GPMDB Guide to the S. cerevisiae Proteome
A chromosome-by-chromosome look at proteins observed, 2004-2016
Version 2: 2016.8.01
Editor: Ronald C. Beavis
Copyright © 2016 Beavis Informatics Ltd.
 Introduction 
      GPMDB began recording information about the S. cerevisiae Proteome on January 1, 2004. It was the first system to use the ENSEMBL sequence annotation system as a source of protein sequences and as a result it now has ten years of retrospective proteomics information. 
 Methodology 
      The spreadsheets were assembled using the ENSEMBL protein ORF accession numbers for ENSEMBL EF4.72. The accession numbers were separated into groups on a chromosome-by-chromosome basis and GPMDB was queried to determine which of those accession numbers had been observed. If an accession number had a GPMDB record, the following data was extracted and represented in the attached spreadsheets: 
 1. Chr: the chromosome associated with the ORF, using A-P for the nuclear chromosomes and Q for the mitochondrial chromosomes; 
 2. ORF: the EF4.72 ORF accession number; 
 3. Gene: the SGD gene name corresponding to the ORF; 
 4. Observations: the number of times the protein has been observed; 
 5. Best log(e): the lowest (best) expectation value observed for that protein; 
 6. EC: evidence code (described at http://wiki.thegpm.org/wiki/GPMDB_evidence_codes); and 
 7. Description: a text description of the ORF, from ENSEMBL. 

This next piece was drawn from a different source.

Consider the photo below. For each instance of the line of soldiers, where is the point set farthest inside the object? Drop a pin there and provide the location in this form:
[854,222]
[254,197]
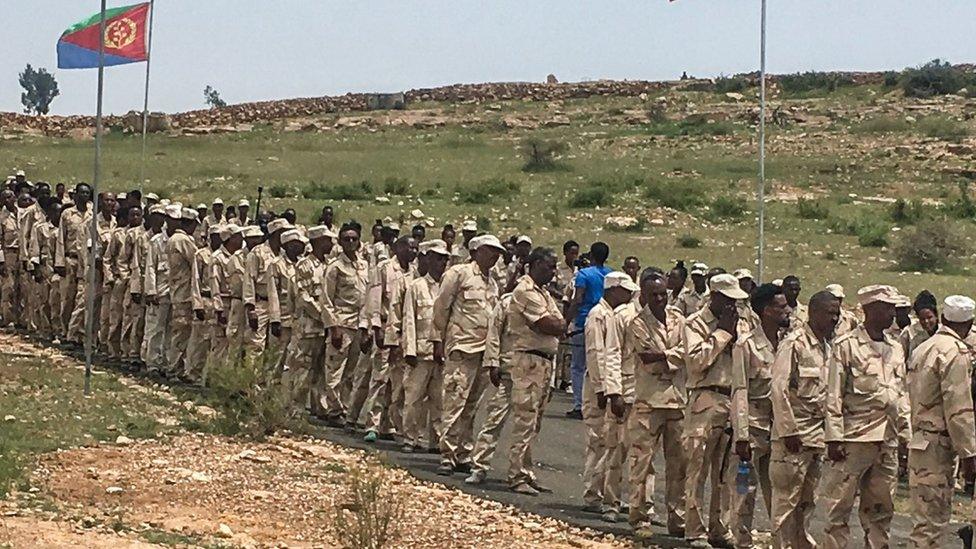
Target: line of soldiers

      The first four tabs below (EC1-EC4) are the ORFs grouped by evidence code that measure reproducibility of ORF observations by MS/MS-based proteomics measurements (EC1 = no credible evidence; EC2 = poor evidence; EC3 = moderate evidence; and EC4 = good evidence). The fifth tab (SC-ALL) has all of the ORFs in the same table, ordered by chromosome number and gene location. The sixth tab summarizes the number of ORFs in each evidence category. 
Notes
1.  No attempt has been made to use protein accession numbers not found in ENSEMBL EF4.72. GPMDB has recorded information from many versions of ENSEMBL, some of which contained accession numbers no longer present. No algorithms have been used to attempt to re-use that information by projecting protein sequences or chromosomal locations back onto the current ENSEMBL assembly.